JD: It’s pretty simple: Brands need to hire women. Put them in charge of design teams. I’m not suggesting that because of gender, you should be entitled to a certain position. But the experience of being a woman differs from being a man outside. You have to have someone with experience speaking with conviction on behalf of those experiences [during the design and product development process]. I think there are a lot of fantastic feminist men out there, and we need them, too. But ultimately, you have to hire women for positions of power. And those women also have to hire women.

3. How are you seeing the conversation around gender change in this industry?

Lindsey Elliott: I think the binary male/female gender perspective —that every person is one or the other— is the civil rights frontier of our time. That’s one of the things I’m most interested in right now, as we’ve created a platform by and for women, and we want to be inclusive of all types of female gender expression. The first need we have been addressing has been the legacy of pink and paisley and flowery and this hyperfeminized vision of what it means to be a woman outside. Even in just the two and a half years we’ve been working on this, we’ve seen an evolution in product design. Now, when we visit with brands at Outdoor Retailer, it’s becoming possible to see the same color schemes in both men’s and women’s. It’s a relief. As we hear from people all over the world about what they need, we expand.

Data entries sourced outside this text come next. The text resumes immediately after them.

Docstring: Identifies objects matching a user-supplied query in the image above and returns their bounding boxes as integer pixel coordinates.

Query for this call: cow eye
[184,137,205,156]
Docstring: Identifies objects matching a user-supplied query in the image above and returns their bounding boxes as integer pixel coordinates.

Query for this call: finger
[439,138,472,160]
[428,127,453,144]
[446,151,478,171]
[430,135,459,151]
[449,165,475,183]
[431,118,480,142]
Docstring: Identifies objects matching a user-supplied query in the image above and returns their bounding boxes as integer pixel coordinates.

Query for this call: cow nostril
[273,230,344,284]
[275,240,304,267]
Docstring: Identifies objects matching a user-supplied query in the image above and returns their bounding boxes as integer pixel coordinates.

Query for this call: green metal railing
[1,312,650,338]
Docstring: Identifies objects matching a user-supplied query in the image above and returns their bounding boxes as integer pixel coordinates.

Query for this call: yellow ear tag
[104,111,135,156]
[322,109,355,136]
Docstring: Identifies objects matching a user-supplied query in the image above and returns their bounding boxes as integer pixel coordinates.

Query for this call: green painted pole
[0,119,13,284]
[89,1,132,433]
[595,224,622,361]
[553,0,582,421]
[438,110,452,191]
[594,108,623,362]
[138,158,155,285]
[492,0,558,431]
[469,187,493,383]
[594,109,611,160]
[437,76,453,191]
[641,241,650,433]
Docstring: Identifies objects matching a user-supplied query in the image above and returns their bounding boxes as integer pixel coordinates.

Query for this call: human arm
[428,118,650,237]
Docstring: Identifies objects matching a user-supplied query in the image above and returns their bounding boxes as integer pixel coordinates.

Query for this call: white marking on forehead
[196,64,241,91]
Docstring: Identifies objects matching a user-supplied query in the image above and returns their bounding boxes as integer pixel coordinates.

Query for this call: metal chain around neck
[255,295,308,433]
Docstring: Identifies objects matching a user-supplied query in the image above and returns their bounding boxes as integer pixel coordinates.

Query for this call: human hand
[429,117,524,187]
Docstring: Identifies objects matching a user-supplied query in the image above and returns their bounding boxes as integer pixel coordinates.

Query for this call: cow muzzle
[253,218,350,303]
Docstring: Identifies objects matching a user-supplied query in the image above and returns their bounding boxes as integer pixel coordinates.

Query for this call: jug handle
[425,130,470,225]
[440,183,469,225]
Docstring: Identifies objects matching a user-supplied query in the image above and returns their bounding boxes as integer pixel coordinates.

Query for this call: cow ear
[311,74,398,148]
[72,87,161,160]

One thing I love seeing evolve in the industry, and I think what’s coming next, is more unisex designs, colors, and patterns. Snowpeak is the only one I know out there producing a truly unisex clothing line. I’d love to see more of it. We can move beyond these biases of what men want and what women want.

4. It’s a tough time for retail, and shops are struggling. Why did you decide to start online?

JD: The brick-and-mortar business model is changing. We wanted to start online first, and it seems like that’s a trend that will stick around. As technology evolves, we want to stay on top of those trends. By starting online first, we gave our customers an opportunity to read a little bit deeper about our mission and what we’re doing. There’s no substitute for a heart-to-heart you can have with an employee at a store, but people still connect with our brand. We don’t want to be online-only forever; we have a vision for creating pop-up shops in Airstreams.

5. How do you foster community as an online-only company?

JD: You have to have a constant conversation with your audience. Our homepage has a portal to content from our ambassadors and about our mission. I really don’t like the word consumer. It’s such a reductive term. It starts from a place of apathy. And I think our customers have a really heartfelt connection with us, first of all because we’re two real human beings. We’re two people who started from nothing. Neither Lindsey nor I have wealth, and we built this from the ground up with crowdfunding. That’s something a lot of women can relate to.

We, and our customers, are more aligned with the values of not just being a consumer, but being a part of something bigger. Where you spend your money matters. We’re fostering a relationship with women who understand that.